The banjo as orchestral instrument?!?! Righteous idea when you think about it, but you don't have to just think about it, as Jayme Stone in The Other Side of the Air has provided us with exactly what that would mean and continues the modernist classical tradition somewhat in the way Charles Ives, Gershwin, Hovhaness, Harrison, and others blended elder modes with modern airs—or just plain threw most all the old rules overboard and started from quasi-scratch—but much more progressively, a rich chamber format of compositions that call to mind some of the more innovative jazz mindsets (start wth Kenton, then remember Anthony Davis). The result is blended with the uncategorizable work of ensembles like Penguin Cafe Orchestra knocked up against the stricter traditionalisms of Roger Eno and some contemporaneous Italiam efforts like Alesini & Andreoni's Marco Polo.
I'm guessing Stone is fingerpicking through an appreciable percentage of opuses written after imaginariums upon geographical wanderings. The opening cut, Radio Wassalou, sets the stage thereby. His personal voice is often as though damped down, the attack of the banjo's sound envelope almost invisible, making his strings a cross between koto and piccolo bass played through velvet, almost a secondary instrument to the bass guitar itself (played by Andrew Downing and Joe Philips) but occupying the space between that four-string rhythm instrument (which is much more than that here) and the horns painting the foreground. The brass and winds, then, become a wonderland of highly realized visions acting as both as tour gides and breezily lush terrain.

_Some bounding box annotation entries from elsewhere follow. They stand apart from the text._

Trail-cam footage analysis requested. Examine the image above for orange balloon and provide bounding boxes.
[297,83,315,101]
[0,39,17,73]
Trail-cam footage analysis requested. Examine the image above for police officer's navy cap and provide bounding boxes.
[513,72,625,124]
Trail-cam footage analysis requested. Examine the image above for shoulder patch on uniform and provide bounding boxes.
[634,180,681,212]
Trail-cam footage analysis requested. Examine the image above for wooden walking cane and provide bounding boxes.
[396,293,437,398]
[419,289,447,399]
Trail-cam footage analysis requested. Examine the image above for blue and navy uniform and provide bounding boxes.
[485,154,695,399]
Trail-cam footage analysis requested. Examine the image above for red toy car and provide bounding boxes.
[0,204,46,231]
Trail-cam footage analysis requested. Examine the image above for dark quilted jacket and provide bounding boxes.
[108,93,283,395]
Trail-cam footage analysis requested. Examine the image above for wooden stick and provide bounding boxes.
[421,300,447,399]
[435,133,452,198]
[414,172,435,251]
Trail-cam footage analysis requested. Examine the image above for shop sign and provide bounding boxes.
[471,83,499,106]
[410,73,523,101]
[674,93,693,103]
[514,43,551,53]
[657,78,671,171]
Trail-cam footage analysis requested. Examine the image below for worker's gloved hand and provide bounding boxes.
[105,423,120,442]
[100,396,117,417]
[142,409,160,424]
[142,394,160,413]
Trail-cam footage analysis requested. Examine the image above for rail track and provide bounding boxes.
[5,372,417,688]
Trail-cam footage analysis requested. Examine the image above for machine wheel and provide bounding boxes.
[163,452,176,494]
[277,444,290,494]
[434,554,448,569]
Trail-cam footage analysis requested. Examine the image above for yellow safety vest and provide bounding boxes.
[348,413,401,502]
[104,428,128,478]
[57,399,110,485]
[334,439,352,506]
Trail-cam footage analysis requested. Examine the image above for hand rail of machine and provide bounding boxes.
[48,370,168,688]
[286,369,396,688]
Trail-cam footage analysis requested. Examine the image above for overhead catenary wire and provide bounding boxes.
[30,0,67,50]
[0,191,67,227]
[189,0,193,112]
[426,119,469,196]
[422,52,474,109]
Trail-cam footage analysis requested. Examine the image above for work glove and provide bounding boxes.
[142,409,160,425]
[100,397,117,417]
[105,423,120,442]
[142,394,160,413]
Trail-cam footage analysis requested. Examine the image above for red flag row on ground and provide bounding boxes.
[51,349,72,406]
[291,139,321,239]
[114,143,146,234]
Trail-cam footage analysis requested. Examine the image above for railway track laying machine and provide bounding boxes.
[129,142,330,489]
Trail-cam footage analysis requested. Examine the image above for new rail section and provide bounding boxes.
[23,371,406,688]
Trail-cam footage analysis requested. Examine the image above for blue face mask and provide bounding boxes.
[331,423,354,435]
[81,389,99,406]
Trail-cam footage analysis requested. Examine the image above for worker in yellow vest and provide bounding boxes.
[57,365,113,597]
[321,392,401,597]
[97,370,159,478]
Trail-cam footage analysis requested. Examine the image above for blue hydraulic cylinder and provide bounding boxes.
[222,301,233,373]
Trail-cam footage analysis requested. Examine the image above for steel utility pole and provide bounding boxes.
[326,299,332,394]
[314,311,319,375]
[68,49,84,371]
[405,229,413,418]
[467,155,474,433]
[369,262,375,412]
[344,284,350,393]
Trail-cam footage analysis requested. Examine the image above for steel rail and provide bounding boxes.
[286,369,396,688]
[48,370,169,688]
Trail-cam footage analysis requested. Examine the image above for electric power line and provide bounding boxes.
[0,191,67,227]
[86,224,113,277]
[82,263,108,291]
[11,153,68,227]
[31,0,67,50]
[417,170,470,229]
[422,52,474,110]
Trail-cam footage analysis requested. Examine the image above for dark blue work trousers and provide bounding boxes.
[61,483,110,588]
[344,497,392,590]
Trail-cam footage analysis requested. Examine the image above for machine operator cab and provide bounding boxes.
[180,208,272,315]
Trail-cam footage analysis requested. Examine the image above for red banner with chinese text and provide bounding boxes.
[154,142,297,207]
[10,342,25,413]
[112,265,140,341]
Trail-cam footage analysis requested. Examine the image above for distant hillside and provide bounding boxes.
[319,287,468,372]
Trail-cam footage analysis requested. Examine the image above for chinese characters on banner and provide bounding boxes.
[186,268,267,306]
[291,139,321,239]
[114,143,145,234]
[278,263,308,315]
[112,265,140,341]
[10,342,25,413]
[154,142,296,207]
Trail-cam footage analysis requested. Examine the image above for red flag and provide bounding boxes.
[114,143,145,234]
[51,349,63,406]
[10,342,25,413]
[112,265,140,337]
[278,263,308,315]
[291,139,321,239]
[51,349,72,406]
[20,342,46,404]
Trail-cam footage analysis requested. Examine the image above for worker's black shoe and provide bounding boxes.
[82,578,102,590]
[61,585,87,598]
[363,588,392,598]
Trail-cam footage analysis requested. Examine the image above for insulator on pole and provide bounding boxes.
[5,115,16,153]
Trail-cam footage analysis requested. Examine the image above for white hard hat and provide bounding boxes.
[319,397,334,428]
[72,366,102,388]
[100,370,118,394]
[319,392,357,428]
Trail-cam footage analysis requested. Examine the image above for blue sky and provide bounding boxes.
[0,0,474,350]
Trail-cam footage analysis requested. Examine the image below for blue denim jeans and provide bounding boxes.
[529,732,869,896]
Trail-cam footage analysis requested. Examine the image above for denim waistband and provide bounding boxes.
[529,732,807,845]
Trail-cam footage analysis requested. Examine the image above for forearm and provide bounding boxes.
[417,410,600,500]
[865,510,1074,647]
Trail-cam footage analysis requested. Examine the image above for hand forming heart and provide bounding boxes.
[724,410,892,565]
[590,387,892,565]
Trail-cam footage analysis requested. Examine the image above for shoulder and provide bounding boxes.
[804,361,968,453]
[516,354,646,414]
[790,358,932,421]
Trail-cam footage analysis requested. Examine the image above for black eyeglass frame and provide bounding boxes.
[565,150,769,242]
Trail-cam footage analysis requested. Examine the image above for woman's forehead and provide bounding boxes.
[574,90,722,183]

The title to this collection is taken from a passage by Rilke and appositely chosen, as Stone's work is quite spacious while as detailed and inviting as a beauteous wild island in emerald waters, pastel and sharply defined simultaneously—even perhaps a jungly patch Kipling might have written of. Other Side is another in the oft fabulous underwritings of the Canada Council for the Arts, for which I sadly can locate no U.S. counterpart. The level of intelligence of such enterprises is completely absorbing, and the Stone CD immediately takes on a mantle of timelessness despite its Romanto-Impressionist base. While honoring the past, it evenmore uniquely incorporates a vast later catalogue of influences and becomes the very soul of progressivism.